Mozilla issued ten patches for its Firefox browser, including three for critical vulnerabilities, and has now released its latest version, 2.0.0.12.

 

One of the vulnerabilities found in the previous version of the Mozilla Firefox has been called the privilege escalation attack or remote code execution. Another of the vulnerabilities has been the MFSA 2008-06, is a problem in the way the browser handles images on certain Web pages. Using this flaw, hackers can exploit the victim’s machine to steal a person’s Web browsing history, forward that information, and then crash the browser. It may also be possible to run arbitrary code on a machine.

 

According to PC World report, Mozilla said about another problem, “We presume that, with enough effort, at least some of these could be exploited to run arbitrary code.” This is a memory corruption flaw.

 

The company has issued another update for a problem with Mozilla’s “chrome” protocol, the term Mozilla uses for its user interface. The problem involves applications that users can download, which extend browser functionality or some of Firefox’s add-ons.
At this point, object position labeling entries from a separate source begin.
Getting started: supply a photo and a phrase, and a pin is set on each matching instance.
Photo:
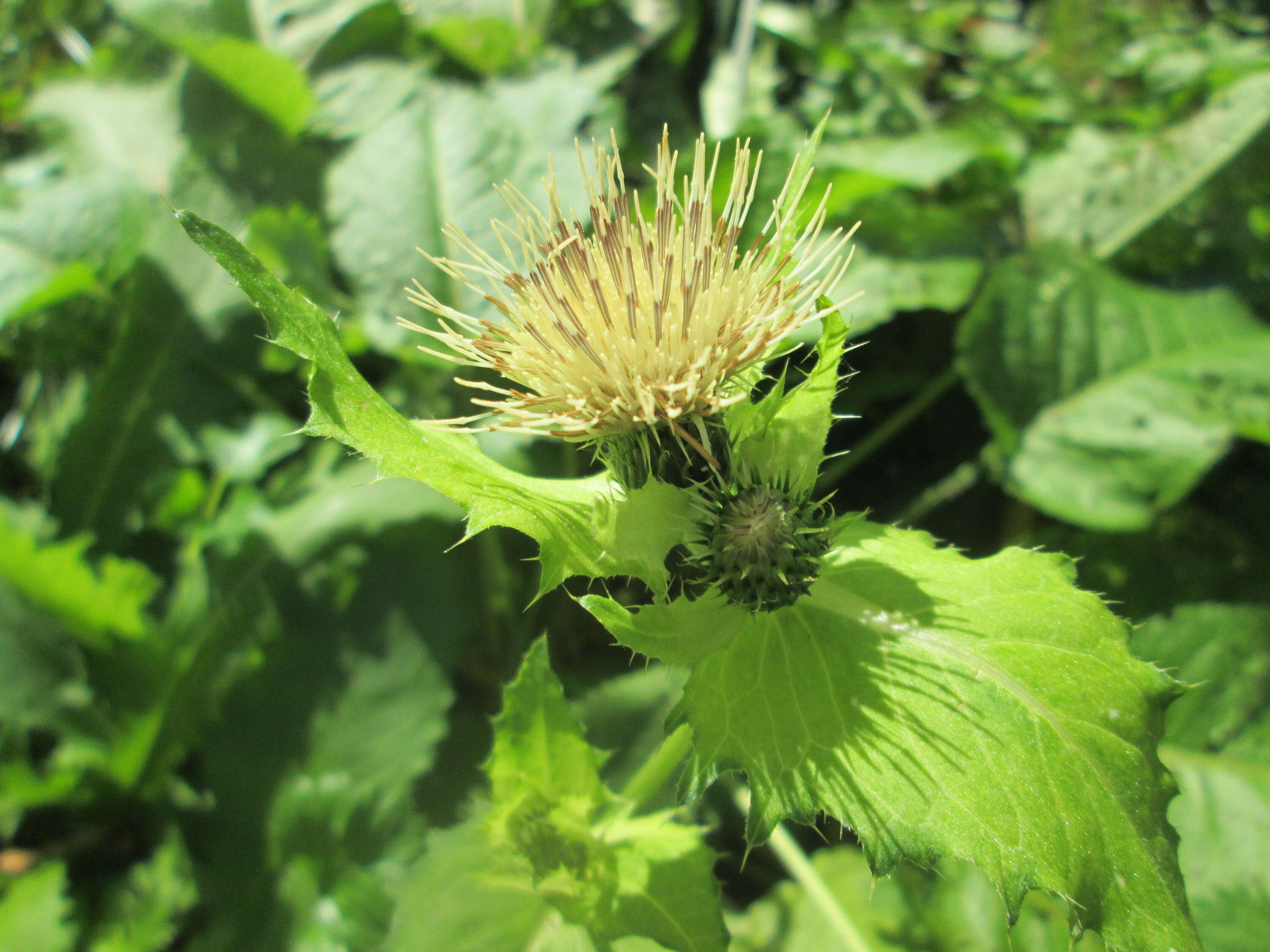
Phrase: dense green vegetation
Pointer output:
(254, 696)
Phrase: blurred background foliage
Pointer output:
(246, 690)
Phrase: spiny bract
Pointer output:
(764, 546)
(641, 325)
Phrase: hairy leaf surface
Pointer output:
(944, 706)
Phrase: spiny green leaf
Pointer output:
(1223, 650)
(945, 706)
(94, 603)
(562, 834)
(539, 749)
(784, 446)
(583, 527)
(144, 911)
(265, 80)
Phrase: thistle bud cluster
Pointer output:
(762, 546)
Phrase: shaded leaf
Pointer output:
(93, 602)
(145, 911)
(1110, 399)
(1223, 817)
(1102, 191)
(1223, 650)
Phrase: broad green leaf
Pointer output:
(582, 526)
(1223, 818)
(554, 820)
(145, 909)
(267, 82)
(35, 914)
(347, 501)
(42, 676)
(625, 718)
(370, 747)
(540, 756)
(922, 159)
(64, 233)
(1110, 399)
(1223, 650)
(436, 159)
(1102, 191)
(1137, 443)
(945, 706)
(449, 903)
(96, 603)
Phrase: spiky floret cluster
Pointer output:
(639, 325)
(764, 546)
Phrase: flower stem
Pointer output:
(657, 770)
(795, 861)
(889, 429)
(807, 876)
Using this vulnerability, an attacker can obtain can clues to how the victim’s machine could be compromised by determining what applications are installed on a person’s PC. But to take advantage of this flaw, the attacker first needs to take the victim to a malicious Web page designed to take advantage of the flaw.

 

Unlike other vendors, Mozilla labels vulnerabilities as “critical,” even when it’s not certain that an exploit could result in an attacker introducing malicious code.

 

The company also announced that final testing has started on Firefox 3.0 Beta 3, the most recent build of the major upgrade expected to ship in the next two months. If all goes according to plan, Mozilla said, Beta 3 will be released imminently.